Artist’s impression of Kandis Residence in Sembawang. (Source: Tuan Sing Holdings)
Singapore-listed Tuan Sing Holdings is targeting to launch Kandis Residence in Sembawang as early as this month, PropertyGuru understands.
The 130-unit condominium at Kandis Link will comprise four low-rise blocks. Conceptualised by award-winning architectural firm Ong & Ong, the project is designed to look like “homes in the woods” due to its location next to a forested area.
There will be a range of one- to three-bedroom apartments from 485 sq ft to 1,034 sq ft. Around 65 percent are the two-bedroom type, while some higher floor units will offer sea views.
Scheduled for completion in 2021, the 99-year leasehold project has an indicative average price of $1,250 psf.
Tuan Sing beat out eight other developers with a top bid of $51.07 million for the 75,851 sq ft site in a Government Land Sales exercise in April 2016. This works out to a land rate of $481 psf per plot ratio.
“Pricing is expected to be attractive, given the relatively low land cost,” said Wong Xian Yang, Head of Research & Consultancy at OrangeTee. “Attractive pricing, coupled with a limited supply of units could see demand surprise on the upside for Kandis Residence.”

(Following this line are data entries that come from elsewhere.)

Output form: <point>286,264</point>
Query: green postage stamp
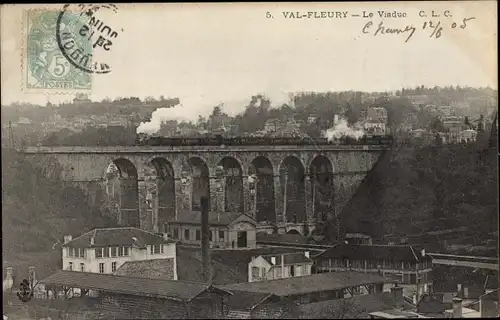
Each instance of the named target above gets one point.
<point>46,68</point>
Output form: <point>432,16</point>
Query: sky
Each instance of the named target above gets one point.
<point>212,53</point>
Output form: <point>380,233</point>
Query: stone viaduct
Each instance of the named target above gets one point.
<point>284,187</point>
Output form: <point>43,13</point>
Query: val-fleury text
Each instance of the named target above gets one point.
<point>315,15</point>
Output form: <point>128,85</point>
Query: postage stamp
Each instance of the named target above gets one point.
<point>45,66</point>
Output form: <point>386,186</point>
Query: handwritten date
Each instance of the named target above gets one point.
<point>434,28</point>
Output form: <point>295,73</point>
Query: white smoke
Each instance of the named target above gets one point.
<point>161,115</point>
<point>341,129</point>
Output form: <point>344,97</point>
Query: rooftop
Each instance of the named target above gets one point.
<point>288,258</point>
<point>166,289</point>
<point>152,269</point>
<point>126,236</point>
<point>214,218</point>
<point>307,284</point>
<point>374,252</point>
<point>285,238</point>
<point>355,307</point>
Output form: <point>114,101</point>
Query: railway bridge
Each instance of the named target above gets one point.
<point>287,186</point>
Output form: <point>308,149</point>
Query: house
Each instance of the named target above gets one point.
<point>228,266</point>
<point>255,305</point>
<point>189,268</point>
<point>459,311</point>
<point>356,307</point>
<point>126,297</point>
<point>105,250</point>
<point>402,263</point>
<point>317,287</point>
<point>227,229</point>
<point>285,265</point>
<point>312,118</point>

In addition, this is the first non-landed project to be developed in the landed enclave, he noted.
He believes that buyers who are looking to stay away from the hustle and bustle of city life will find the project attractive. “Demand is likely to come mainly from owner-occupiers rather than investors due to its non-central location,” said Wong.
Situated close to the Sembawang and upcoming Canberra MRT stations on the North-South Line, nearby amenities include shops and eateries at Sun Plaza and Sembawang Shopping Centre. New roads and future development will also transform the area.
Meanwhile, the purchase of a freehold vacant lot at No.1 Jalan Remaja in the Hillview area was completed in June. The group aims to develop the site into a new condo of about 100 units, and plans to launch it in Q2 2018.
Tuan Sing’s net profit for the first half of 2017 fell 51 percent to $7.2 million, from $14.7 million a year ago. Group revenue also dropped 25 percent to $158.9 million, compared to $212 million last year.
The group stated that its lower revenue and profit were due to the decrease in sales of residential projects.